Archive for February, 2010

Tuesday, February 23rd, 2010

Twenty Three

Jennifer Brookes: The aquarium has been on my mind since this project began..it’s the only place you can (try to) capture the mystery of the underwater world without risking your life. Recently I read a book titled The Art of Diving in an attempt to counteract my oceanic fears, and it wasn’t until after finishing the book and watching a clip from an underwater BBC time lapse that I finally decided to visit the aquarium with my camera. Standing two inches away from a giant octopus with nothing but a sheet of glass between you doesn’t make the deep sea any less terrifying, but it does feel incredible.
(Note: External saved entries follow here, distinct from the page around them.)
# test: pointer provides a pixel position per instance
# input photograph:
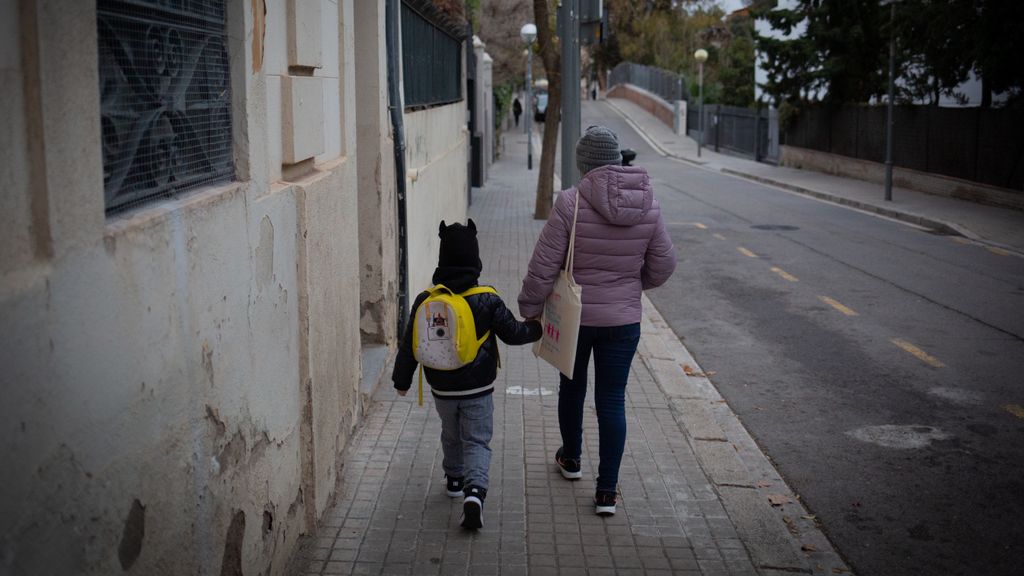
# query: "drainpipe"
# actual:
(398, 131)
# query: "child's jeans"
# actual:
(466, 429)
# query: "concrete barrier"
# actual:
(652, 104)
(904, 177)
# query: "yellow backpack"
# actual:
(443, 329)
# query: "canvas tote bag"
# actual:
(560, 320)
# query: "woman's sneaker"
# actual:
(604, 502)
(453, 486)
(568, 466)
(472, 508)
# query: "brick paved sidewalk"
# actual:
(392, 516)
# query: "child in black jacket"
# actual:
(463, 397)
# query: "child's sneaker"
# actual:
(568, 466)
(472, 507)
(604, 502)
(453, 486)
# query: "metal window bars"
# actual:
(165, 97)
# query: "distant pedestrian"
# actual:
(463, 396)
(516, 110)
(622, 248)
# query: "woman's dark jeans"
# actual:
(613, 347)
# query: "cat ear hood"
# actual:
(459, 246)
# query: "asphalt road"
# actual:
(880, 366)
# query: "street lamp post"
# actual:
(528, 34)
(889, 105)
(700, 55)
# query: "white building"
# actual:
(200, 245)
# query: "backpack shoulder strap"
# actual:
(479, 290)
(439, 289)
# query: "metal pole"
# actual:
(700, 100)
(889, 108)
(570, 89)
(529, 108)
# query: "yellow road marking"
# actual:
(1015, 409)
(836, 304)
(918, 353)
(784, 274)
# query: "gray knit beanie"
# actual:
(597, 147)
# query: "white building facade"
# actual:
(200, 246)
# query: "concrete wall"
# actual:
(904, 177)
(378, 219)
(437, 150)
(650, 103)
(178, 380)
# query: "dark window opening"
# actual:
(165, 97)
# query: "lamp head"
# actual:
(528, 33)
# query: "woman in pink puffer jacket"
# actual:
(622, 248)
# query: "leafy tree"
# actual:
(548, 46)
(999, 42)
(842, 52)
(934, 39)
(736, 65)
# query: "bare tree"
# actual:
(550, 55)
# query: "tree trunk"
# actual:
(550, 56)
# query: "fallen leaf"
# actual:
(689, 371)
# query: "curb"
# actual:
(778, 532)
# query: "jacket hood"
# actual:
(621, 194)
(457, 279)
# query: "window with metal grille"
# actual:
(165, 97)
(431, 62)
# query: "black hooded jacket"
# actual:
(489, 313)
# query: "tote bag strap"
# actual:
(569, 258)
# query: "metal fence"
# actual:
(431, 62)
(979, 145)
(669, 85)
(739, 130)
(164, 97)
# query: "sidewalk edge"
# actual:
(784, 537)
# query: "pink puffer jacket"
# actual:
(622, 247)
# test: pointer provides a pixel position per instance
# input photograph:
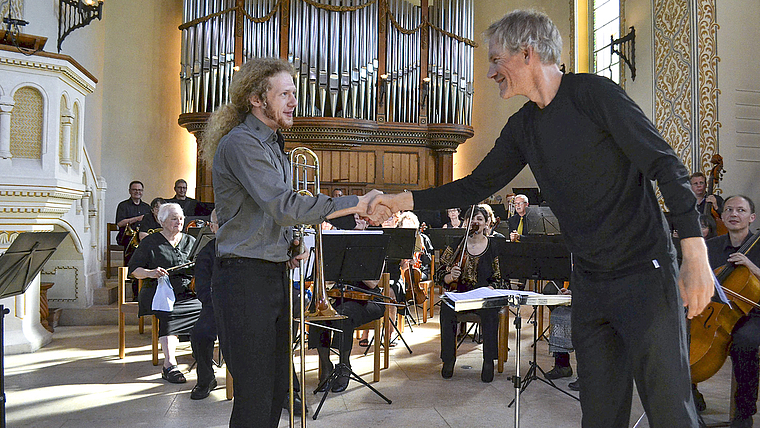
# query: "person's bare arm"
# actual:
(696, 278)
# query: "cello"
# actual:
(711, 330)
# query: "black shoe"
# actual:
(699, 399)
(486, 373)
(575, 385)
(448, 369)
(740, 422)
(173, 374)
(326, 372)
(559, 372)
(200, 392)
(297, 404)
(341, 382)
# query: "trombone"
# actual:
(305, 171)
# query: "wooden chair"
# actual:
(111, 227)
(377, 326)
(132, 307)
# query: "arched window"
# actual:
(26, 123)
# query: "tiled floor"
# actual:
(79, 381)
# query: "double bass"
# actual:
(711, 330)
(709, 210)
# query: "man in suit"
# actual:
(180, 197)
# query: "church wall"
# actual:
(739, 99)
(141, 101)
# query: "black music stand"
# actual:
(19, 265)
(351, 257)
(400, 247)
(539, 261)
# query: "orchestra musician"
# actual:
(180, 197)
(518, 223)
(149, 223)
(479, 268)
(738, 214)
(699, 187)
(593, 153)
(157, 253)
(257, 208)
(453, 218)
(129, 214)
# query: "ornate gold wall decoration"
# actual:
(685, 78)
(26, 123)
(708, 83)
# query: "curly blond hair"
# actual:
(253, 79)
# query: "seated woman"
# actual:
(481, 269)
(157, 253)
(453, 218)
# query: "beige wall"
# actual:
(141, 104)
(738, 71)
(490, 112)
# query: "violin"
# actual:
(711, 330)
(710, 211)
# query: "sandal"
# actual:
(173, 375)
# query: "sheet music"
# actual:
(485, 297)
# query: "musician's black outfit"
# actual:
(593, 153)
(359, 312)
(480, 270)
(188, 205)
(203, 334)
(746, 335)
(128, 209)
(718, 199)
(256, 207)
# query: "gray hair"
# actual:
(521, 29)
(166, 210)
(523, 197)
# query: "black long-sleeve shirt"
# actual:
(593, 153)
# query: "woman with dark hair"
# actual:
(156, 254)
(480, 268)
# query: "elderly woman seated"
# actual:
(156, 254)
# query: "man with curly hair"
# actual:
(257, 208)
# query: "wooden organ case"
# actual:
(384, 86)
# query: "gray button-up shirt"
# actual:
(254, 199)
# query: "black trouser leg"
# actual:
(632, 328)
(744, 359)
(252, 316)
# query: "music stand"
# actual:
(351, 257)
(539, 261)
(19, 265)
(400, 247)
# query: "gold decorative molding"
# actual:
(708, 83)
(686, 77)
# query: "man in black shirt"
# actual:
(738, 213)
(180, 197)
(518, 223)
(130, 213)
(627, 315)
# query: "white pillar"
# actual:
(23, 331)
(6, 105)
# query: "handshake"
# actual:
(377, 207)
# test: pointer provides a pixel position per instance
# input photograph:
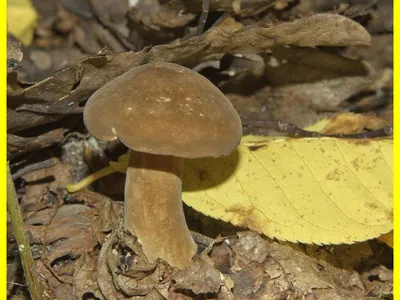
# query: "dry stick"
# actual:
(203, 16)
(294, 131)
(24, 248)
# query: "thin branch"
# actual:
(203, 16)
(28, 264)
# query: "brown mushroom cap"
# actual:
(165, 109)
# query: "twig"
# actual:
(294, 131)
(35, 287)
(203, 16)
(34, 167)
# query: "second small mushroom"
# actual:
(164, 113)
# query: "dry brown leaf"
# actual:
(63, 93)
(199, 277)
(301, 65)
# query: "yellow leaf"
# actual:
(314, 190)
(387, 238)
(21, 20)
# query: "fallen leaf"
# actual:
(313, 190)
(64, 93)
(387, 238)
(21, 20)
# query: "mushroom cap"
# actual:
(165, 109)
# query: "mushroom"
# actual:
(164, 113)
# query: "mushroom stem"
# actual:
(153, 208)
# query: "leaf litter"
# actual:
(304, 64)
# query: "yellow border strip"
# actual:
(396, 99)
(3, 189)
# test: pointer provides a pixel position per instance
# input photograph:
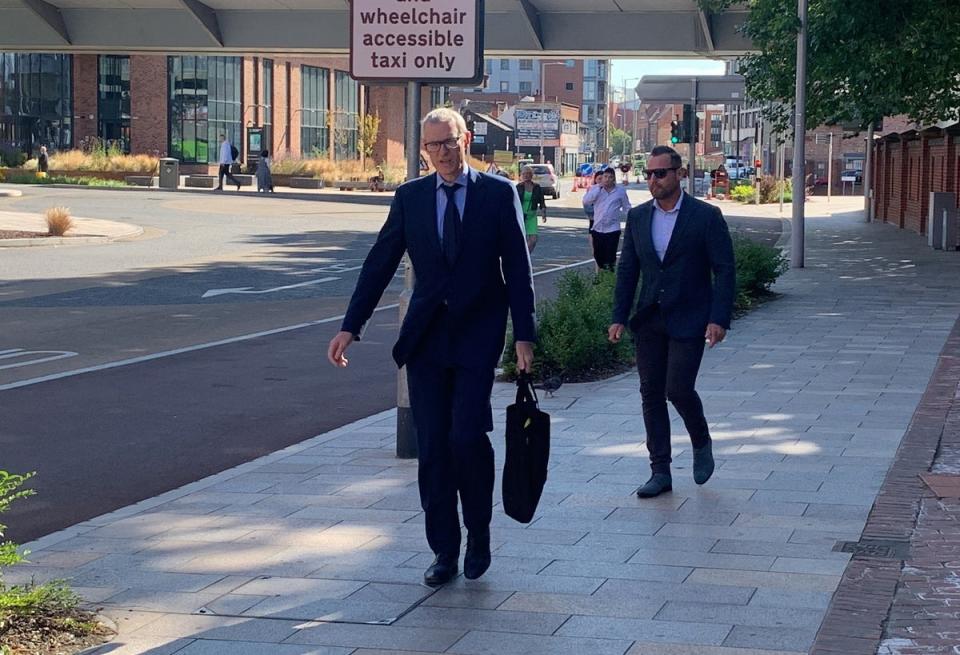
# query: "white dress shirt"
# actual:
(608, 207)
(662, 225)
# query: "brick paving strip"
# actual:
(900, 594)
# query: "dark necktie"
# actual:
(451, 225)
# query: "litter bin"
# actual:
(169, 173)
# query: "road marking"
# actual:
(221, 292)
(19, 352)
(221, 342)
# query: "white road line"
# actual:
(54, 355)
(221, 292)
(221, 342)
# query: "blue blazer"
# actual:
(696, 281)
(492, 272)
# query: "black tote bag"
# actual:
(528, 452)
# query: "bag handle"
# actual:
(525, 391)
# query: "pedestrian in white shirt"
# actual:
(610, 205)
(226, 159)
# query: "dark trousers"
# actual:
(668, 371)
(225, 172)
(451, 411)
(605, 246)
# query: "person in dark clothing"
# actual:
(681, 248)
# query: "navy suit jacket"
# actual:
(492, 272)
(696, 281)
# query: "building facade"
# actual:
(178, 106)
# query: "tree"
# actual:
(369, 132)
(866, 59)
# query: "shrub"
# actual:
(58, 221)
(9, 485)
(572, 331)
(758, 267)
(11, 157)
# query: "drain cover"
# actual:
(882, 548)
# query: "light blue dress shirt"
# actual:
(662, 226)
(459, 197)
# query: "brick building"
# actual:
(908, 166)
(178, 105)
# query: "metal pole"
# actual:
(692, 168)
(543, 75)
(868, 175)
(830, 168)
(799, 134)
(406, 430)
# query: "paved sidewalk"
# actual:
(319, 549)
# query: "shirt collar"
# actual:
(676, 207)
(461, 179)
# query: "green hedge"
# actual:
(573, 326)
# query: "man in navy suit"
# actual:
(463, 230)
(682, 249)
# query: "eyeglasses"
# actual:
(659, 173)
(450, 144)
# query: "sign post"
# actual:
(398, 41)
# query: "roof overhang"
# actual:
(542, 28)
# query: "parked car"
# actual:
(544, 176)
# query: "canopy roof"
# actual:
(539, 28)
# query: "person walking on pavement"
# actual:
(681, 248)
(532, 202)
(228, 155)
(609, 201)
(463, 232)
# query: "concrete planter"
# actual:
(201, 181)
(142, 180)
(304, 183)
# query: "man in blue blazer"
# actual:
(681, 248)
(463, 231)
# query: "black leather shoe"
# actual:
(657, 484)
(476, 561)
(443, 570)
(703, 463)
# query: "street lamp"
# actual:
(543, 80)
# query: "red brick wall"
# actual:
(148, 104)
(84, 97)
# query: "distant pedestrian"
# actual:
(228, 155)
(264, 177)
(43, 163)
(532, 202)
(681, 249)
(610, 204)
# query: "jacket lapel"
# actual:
(683, 221)
(433, 236)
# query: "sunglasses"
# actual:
(449, 144)
(658, 173)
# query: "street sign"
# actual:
(439, 41)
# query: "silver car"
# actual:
(544, 176)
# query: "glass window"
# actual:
(346, 126)
(36, 102)
(113, 101)
(204, 103)
(314, 95)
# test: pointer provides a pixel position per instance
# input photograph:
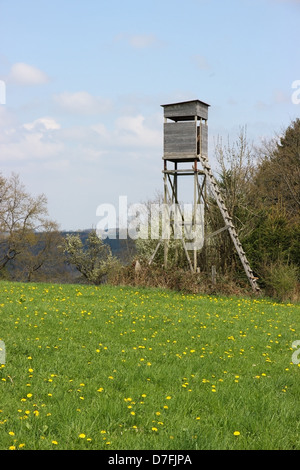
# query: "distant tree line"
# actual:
(261, 190)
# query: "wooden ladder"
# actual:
(228, 222)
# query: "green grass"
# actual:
(117, 368)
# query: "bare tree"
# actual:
(21, 216)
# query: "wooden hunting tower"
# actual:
(186, 141)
Eric Peterson: Music boxes exist in a weird state between musical instrument and recording. Its components are what are usually put into instruments, but its specific design is to play one tune that’s permanently and physically etched into some surface, like a phonograph. Sometimes I feel a little bad about the gap between the amount of time it takes for me to write and record some of my pieces and the amount of time Jenny puts into some of her pieces. So, to make up for some of that, this week I made a music box. I hope you’ll excuse the way it sounds, it’s the first one I’ve ever built. I won’t go into the details of how here, but you should look at some photos of the process on flickr. Composing for it was new and interesting because it was entirely mathematical. After mapping what note corresponded to each of the 18 tines (it wasn’t chromatic, or even really in a specific key, like I thought it would be), and after etching out guidelines corresponding to each tine and each quarter beat with an awl (some measurements as small as 3/64″), arranging the song was the same as plotting points on a graph. This week is unique in that Jenny was responsible for both the visuals and the audio. You can hear cars as they pass by as she cranked the music box and I held a microphone to it in her Seattle apartment where the music box now resides.